Extra credit if you can identify the contrived literary allusion in this post's title.

03 June 2008

We're not worthy!

Dad and I are always trying to get the kids to be polite when they meet grownups: to shake hands, speak clearly, look the person in the eye, etc. But when their big chance comes, of course they mumble, hide, and generally don't do any of the things we told them to.

I was thinking about this and it struck me how unnatural most of these conventional politenesses are to children. In fact, what made me think of it was how shy I feel when meeting new people, especially those who are particularly distinguished (whether by the world or in my mind). When I meet someone of a higher office or greater accomplishment, I have to fight to make eye contact because I know my place in the presence of comparative greatness: lower, down there where my eyes feel like they belong. Our culture's faux-democratic rituals of acquaintance are counterintuitive and uncomfortable for us lowly types.

So now what do I tell the babies?

02 June 2008

CSPP: symptoms may include malaise

Consider this a letter from me four years ago. I don't get into this funk too often any more . . . but then again, I was moved to write this not all that long ago.

We went to college together. We went to grad school together. We had jobs and went places and talked about classes and books and the papers we were working on.

I don't know how things would have gone if nothing had made us drop our original plan, but when I thought of it then it was always something like, get our two kid thing out of the way, get them into school, and get me back into real life.

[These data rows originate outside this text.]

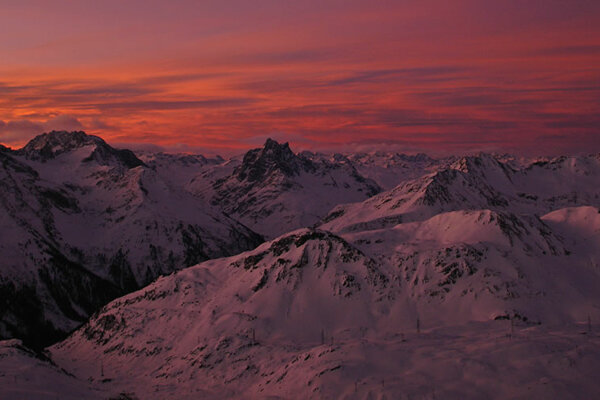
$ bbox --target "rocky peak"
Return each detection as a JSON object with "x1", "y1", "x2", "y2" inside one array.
[
  {"x1": 234, "y1": 139, "x2": 312, "y2": 182},
  {"x1": 450, "y1": 153, "x2": 511, "y2": 176},
  {"x1": 18, "y1": 131, "x2": 144, "y2": 168}
]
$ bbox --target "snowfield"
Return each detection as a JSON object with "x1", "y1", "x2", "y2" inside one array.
[{"x1": 0, "y1": 130, "x2": 600, "y2": 399}]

This is real life, but it doesn't feel like it. You did what everybody does, you went to school and had fun and thought you were smart and did what you wanted and everybody was even. And then you have kids and realize you've flown into a cage while he soars on past along with everybody else.

I hate being the awkward cipher-wife smiling boringly when the grownups get together since I don't know what they're talking about. I hate having nothing to say to him when he gets home besides who hasn't pooped yet today. I hate feeling so left out of such silly things as his saying good morning to other people who go to work and shooting the breeze and making dumb jokes and getting stuck in annoyingly endless conversations about stupid things and having responsibilities besides just living. When he leaves in the morning, my heart sinks. When an afternoon or evening that was supposed to be free suddenly isn't, my heart sinks. When his car needs an oil change, my heart sinks. The door closes behind him and the house feels darker.

My world is very small and out of the loop. I'm running out of energy to keep being angry about it, but it is a personally diminishing journey from there to here.